When Klein Halevi recounts the story of how Yoel Bin-Nun, who at the age of twelve confessed to a girl that his deepest longing was for “the Temple to be rebuilt”; was present at the age of 21 at the now-famous speech by Rabbi Zvi Yehuda Kook on the eve of the Six-Day War, in which the rabbi cried out against the Arab occupation of ancient Jewish sites such Jerusalem, Hebron, and Jericho; and then found himself one of the first Israelis to stand atop the Temple Mount a few short weeks later; even a committed atheist can understand why Bin-Nun saw the hand of God in the 1967 victory, and why he felt that “Jewish history had vindicated Jewish faith.” It is through Klein Halevi’s prism that one finds compassion for all Israelis struggling to make sense of the momentous events—sometimes lasting no more than a few days—that have marked their entire lives.

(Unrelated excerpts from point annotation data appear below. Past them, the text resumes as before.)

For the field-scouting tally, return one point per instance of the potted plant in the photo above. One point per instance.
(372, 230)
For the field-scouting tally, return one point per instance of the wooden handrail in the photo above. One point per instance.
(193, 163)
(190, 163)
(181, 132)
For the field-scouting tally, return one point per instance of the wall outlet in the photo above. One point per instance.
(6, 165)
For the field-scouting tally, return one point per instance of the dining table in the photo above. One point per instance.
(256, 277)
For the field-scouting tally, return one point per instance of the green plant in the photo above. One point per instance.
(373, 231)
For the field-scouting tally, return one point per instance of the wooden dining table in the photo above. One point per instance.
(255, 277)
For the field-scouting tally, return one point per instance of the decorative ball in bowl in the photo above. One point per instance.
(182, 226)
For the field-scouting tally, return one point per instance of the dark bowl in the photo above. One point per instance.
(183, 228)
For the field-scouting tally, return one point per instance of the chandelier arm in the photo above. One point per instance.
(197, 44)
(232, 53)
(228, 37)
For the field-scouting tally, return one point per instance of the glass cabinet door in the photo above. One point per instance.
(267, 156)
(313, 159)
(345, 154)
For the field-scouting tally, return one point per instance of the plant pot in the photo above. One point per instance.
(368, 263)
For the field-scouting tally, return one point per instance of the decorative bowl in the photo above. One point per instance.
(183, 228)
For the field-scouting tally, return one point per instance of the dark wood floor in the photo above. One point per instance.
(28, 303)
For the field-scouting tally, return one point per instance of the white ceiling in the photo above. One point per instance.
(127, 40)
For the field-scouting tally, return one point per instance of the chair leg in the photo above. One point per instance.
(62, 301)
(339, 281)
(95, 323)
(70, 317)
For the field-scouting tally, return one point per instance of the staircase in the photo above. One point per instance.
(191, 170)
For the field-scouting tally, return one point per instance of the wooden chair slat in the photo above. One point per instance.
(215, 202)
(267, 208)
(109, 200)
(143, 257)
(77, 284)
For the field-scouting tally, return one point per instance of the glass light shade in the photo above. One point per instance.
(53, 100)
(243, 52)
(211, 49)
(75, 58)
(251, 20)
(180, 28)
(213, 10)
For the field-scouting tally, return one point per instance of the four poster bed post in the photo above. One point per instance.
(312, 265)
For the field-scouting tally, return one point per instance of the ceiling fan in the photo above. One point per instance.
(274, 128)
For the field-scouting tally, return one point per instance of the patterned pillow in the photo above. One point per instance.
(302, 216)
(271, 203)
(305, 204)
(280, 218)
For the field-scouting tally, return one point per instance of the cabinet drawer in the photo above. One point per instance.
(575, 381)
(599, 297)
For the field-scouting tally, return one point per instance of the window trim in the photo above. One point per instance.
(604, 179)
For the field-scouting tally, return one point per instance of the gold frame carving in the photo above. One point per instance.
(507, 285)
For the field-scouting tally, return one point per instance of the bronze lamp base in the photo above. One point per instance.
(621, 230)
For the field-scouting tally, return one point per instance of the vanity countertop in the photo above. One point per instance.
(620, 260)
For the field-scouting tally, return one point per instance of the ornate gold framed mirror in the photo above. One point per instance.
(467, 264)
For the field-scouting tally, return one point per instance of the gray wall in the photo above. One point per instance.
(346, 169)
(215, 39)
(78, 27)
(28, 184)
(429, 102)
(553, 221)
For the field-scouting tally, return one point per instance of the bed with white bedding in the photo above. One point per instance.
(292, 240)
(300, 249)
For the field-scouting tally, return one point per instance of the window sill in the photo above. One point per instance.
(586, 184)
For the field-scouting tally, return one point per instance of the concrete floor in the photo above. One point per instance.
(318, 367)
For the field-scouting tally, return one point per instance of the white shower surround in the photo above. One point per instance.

At the end of their stories, both tellers have told the story of Israel—and it is indeed one. Klein Halevi is the weaver at his machine, painstakingly creating a single cloth and pattern from the wildly divergent lives of his protagonists. Detail after detail, almost without noticing, a magnificent tapestry emerges on the other side. It is a picture that encompasses everyone, Left and Right, religious and secular, capitalist and socialist—a pattern in which Israel is “the partial fulfillment and partial failure of the contradictory dreams” of his protagonists.
Shavit, in contrast, creates one Israel by breaking it apart and laying bare its constituent parts for all to see. Beautiful and ugly, proud and shameful, black and white, no grays whatsoever, they shine in the glaring sun. And as the reader closes the book and takes a step back, a picture of one Israel emerges. One Israel where all parts belong, all parts make sense, and all parts are necessary. One Israel that “offers the intensity of life on the edge.”
Klein Halevi and Shavit are those rare beings who are lovers of Israel and defenders of Zionism, yet are not blind to the faults of the object of their affection. Through their stories they have given young Israelis the greatest gift: A story in which they can find themselves and of which they can be proud. And with that gift, a future can be built.